(Trinidad Express) There should be a clause in the Constitution where whenever the Prime Minister is unable to report for duty, there is an “automatic identification” of who shall perform such duties (as Prime Minister), Acting Prime Minister Winston Dookeran said on Friday.
“Whether it will be a deputy Prime Minister or some other position can be discussed,” he said, adding that the person should be determined within the Constitution.
Dookeran was responding to a question at the Commission of Enquiry into the 1990 attempted coup from Deputy Chairman Sir Richard Cheltenham who had proffered the view that there should be in the Trinidad and Tobago Constitution a constitutional post of Deputy Prime Minister.
This person would act whenever the Prime Minister “is disabled or unable” to perform the functions. Cheltenham made the suggestion after Dookeran identified a “gap” in the Trinidad and Tobago Constitution which presented itself in the 1990 coup attempt.

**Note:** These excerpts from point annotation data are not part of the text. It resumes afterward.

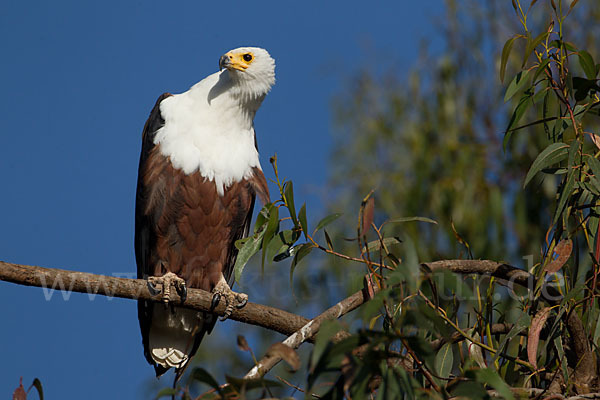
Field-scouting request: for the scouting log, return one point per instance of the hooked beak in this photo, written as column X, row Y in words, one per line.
column 225, row 61
column 230, row 62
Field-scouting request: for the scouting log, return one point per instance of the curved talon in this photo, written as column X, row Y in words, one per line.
column 182, row 292
column 215, row 301
column 152, row 289
column 227, row 313
column 242, row 302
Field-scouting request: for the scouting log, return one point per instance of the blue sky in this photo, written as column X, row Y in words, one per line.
column 79, row 79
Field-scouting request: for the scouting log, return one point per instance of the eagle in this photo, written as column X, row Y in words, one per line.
column 199, row 175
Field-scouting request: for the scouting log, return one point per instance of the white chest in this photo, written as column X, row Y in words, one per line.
column 215, row 138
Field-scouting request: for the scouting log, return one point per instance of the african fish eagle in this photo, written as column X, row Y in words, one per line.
column 199, row 175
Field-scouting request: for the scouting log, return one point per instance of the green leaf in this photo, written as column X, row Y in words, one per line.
column 375, row 245
column 326, row 221
column 491, row 377
column 553, row 154
column 251, row 247
column 505, row 54
column 519, row 82
column 540, row 69
column 270, row 231
column 558, row 44
column 565, row 194
column 302, row 219
column 326, row 331
column 299, row 253
column 532, row 44
column 587, row 64
column 328, row 240
column 201, row 375
column 594, row 165
column 242, row 385
column 288, row 194
column 410, row 219
column 444, row 360
column 166, row 392
column 523, row 105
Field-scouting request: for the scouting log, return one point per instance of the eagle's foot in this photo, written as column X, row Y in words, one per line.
column 232, row 299
column 164, row 283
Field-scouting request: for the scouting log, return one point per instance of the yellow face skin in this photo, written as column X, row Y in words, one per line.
column 239, row 61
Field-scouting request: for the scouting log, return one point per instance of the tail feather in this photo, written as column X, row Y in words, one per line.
column 173, row 335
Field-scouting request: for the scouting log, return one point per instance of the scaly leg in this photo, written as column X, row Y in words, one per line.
column 165, row 282
column 232, row 299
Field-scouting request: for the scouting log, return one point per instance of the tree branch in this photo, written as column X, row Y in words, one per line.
column 310, row 330
column 50, row 278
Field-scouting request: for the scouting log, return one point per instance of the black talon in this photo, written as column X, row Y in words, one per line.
column 215, row 301
column 152, row 289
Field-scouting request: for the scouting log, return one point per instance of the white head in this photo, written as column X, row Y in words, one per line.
column 252, row 68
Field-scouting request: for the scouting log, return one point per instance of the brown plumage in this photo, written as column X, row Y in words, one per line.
column 183, row 225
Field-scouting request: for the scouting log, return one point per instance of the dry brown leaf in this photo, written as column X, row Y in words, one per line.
column 595, row 140
column 563, row 250
column 533, row 337
column 368, row 284
column 20, row 393
column 243, row 343
column 286, row 353
column 368, row 212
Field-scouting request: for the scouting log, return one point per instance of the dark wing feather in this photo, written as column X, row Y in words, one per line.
column 184, row 226
column 143, row 239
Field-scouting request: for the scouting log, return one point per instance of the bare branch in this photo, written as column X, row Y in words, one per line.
column 50, row 278
column 310, row 330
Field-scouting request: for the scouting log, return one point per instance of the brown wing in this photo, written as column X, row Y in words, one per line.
column 184, row 226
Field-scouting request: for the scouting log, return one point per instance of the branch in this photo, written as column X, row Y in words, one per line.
column 310, row 330
column 504, row 272
column 50, row 278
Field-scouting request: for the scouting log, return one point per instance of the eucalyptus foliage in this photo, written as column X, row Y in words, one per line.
column 440, row 334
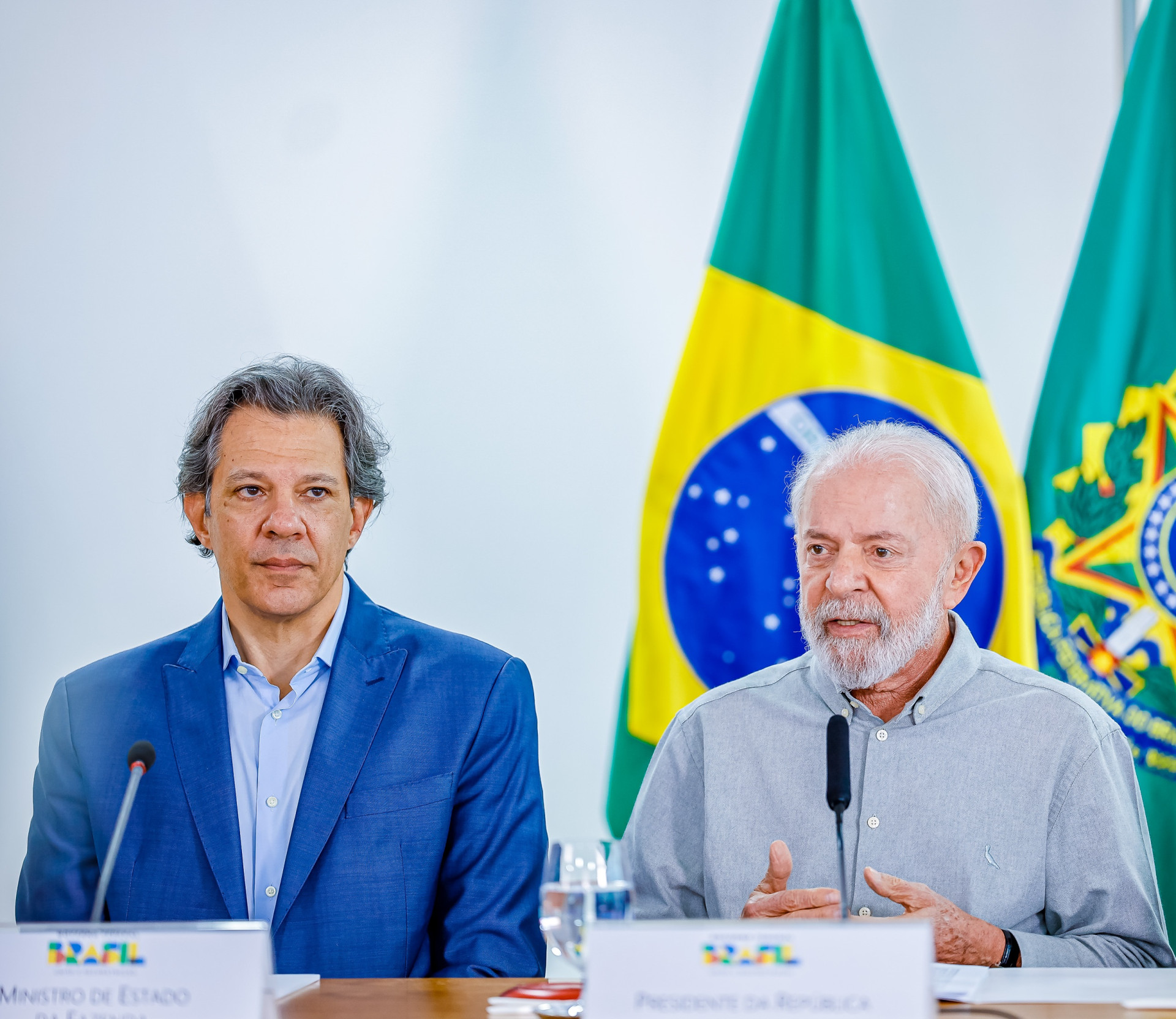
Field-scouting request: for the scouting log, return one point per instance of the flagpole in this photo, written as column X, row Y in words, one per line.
column 1127, row 32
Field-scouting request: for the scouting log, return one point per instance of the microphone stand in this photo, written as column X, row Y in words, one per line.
column 120, row 827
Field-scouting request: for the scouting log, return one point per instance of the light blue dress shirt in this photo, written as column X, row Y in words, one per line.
column 271, row 739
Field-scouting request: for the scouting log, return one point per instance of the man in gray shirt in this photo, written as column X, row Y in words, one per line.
column 987, row 798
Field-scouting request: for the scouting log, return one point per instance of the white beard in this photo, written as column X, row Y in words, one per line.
column 856, row 664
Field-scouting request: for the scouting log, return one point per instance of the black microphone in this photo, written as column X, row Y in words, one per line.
column 140, row 758
column 838, row 790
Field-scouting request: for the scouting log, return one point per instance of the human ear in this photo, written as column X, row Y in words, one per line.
column 361, row 512
column 194, row 510
column 966, row 566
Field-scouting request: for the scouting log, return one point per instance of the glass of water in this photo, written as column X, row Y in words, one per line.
column 585, row 882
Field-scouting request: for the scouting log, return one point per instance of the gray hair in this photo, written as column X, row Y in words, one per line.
column 285, row 385
column 952, row 496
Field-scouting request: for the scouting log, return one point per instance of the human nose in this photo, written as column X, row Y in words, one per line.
column 284, row 520
column 847, row 575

Under the Constitution, the Prime Minister advises the President who should be appointed to act during his absence. The Constitution, however, empowers the President to make an appointment where he considers it “impracticable” for such advice to be rendered owing to the illness or absence of the Prime Minister.

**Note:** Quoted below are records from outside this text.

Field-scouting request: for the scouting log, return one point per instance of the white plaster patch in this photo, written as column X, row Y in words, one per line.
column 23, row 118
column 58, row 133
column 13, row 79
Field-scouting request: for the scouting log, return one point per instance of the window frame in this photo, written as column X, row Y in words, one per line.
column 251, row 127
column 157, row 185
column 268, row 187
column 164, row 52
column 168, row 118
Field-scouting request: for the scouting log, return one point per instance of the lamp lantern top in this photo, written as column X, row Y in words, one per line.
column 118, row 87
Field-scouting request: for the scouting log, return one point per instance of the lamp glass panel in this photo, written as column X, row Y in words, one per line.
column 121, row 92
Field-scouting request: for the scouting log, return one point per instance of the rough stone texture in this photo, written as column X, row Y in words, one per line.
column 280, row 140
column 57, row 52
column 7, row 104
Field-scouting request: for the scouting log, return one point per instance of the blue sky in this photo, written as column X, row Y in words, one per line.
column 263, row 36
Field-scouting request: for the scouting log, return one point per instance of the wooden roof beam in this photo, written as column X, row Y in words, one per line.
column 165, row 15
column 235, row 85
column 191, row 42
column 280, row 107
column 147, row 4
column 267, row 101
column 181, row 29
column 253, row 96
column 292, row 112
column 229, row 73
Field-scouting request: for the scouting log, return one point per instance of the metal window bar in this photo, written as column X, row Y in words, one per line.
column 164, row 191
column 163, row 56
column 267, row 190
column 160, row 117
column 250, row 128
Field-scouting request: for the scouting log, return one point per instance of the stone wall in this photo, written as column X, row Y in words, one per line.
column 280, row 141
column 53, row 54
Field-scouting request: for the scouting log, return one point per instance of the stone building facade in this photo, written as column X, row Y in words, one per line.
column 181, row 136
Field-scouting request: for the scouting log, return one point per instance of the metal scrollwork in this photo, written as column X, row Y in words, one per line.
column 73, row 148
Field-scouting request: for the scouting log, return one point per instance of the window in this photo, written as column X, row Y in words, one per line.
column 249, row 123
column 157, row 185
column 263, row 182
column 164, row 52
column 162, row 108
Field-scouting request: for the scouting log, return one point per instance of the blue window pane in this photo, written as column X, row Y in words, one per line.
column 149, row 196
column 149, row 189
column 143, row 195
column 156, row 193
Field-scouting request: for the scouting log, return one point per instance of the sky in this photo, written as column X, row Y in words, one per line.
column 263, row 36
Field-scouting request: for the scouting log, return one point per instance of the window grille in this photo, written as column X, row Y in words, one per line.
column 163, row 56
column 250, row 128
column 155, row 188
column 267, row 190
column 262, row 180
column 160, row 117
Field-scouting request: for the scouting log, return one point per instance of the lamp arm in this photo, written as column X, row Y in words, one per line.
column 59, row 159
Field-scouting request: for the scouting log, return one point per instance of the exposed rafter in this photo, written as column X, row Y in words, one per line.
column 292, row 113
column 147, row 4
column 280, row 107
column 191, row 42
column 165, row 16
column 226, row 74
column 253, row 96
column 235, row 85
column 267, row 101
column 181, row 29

When he last appeared before the Commission, that there was a grey area in the Constitution which made it unclear during the 1990 crisis whether the acting President, Emmanuel Carter, had the power to appoint someone to act as Prime Minister while the substantive Prime Minister Arthur N R Robinson was alive and in the country but held hostage in the Red House.
Dookeran had stated that it was because Robinson had been due to travel the weekend of July 28, 1990 and the President therefore already had a letter from Robinson, advising him to appoint Dookeran to act (during his absence), that Carter used that letter as the basis of his decision to appoint him (Dookeran) to act during the crisis.
Dookeran had been asked by the Commissioners whether there should be a deputy Prime Minister. And, making a distinction between a deputy Prime Minister and someone who acts as Prime Minister in such a situation, he replied that the question of a deputy Prime Minister was a political issue. He said this matter was much deeper than the political issue.
Dookeran was also asked by Cheltenham what steps could be taken to promote healing between the different sectors of the society, arising out of the trauma of 1990. Sir Richard pointed out that when one heard from the Muslimeen members, one got the impression that they still felt that they were being persecuted.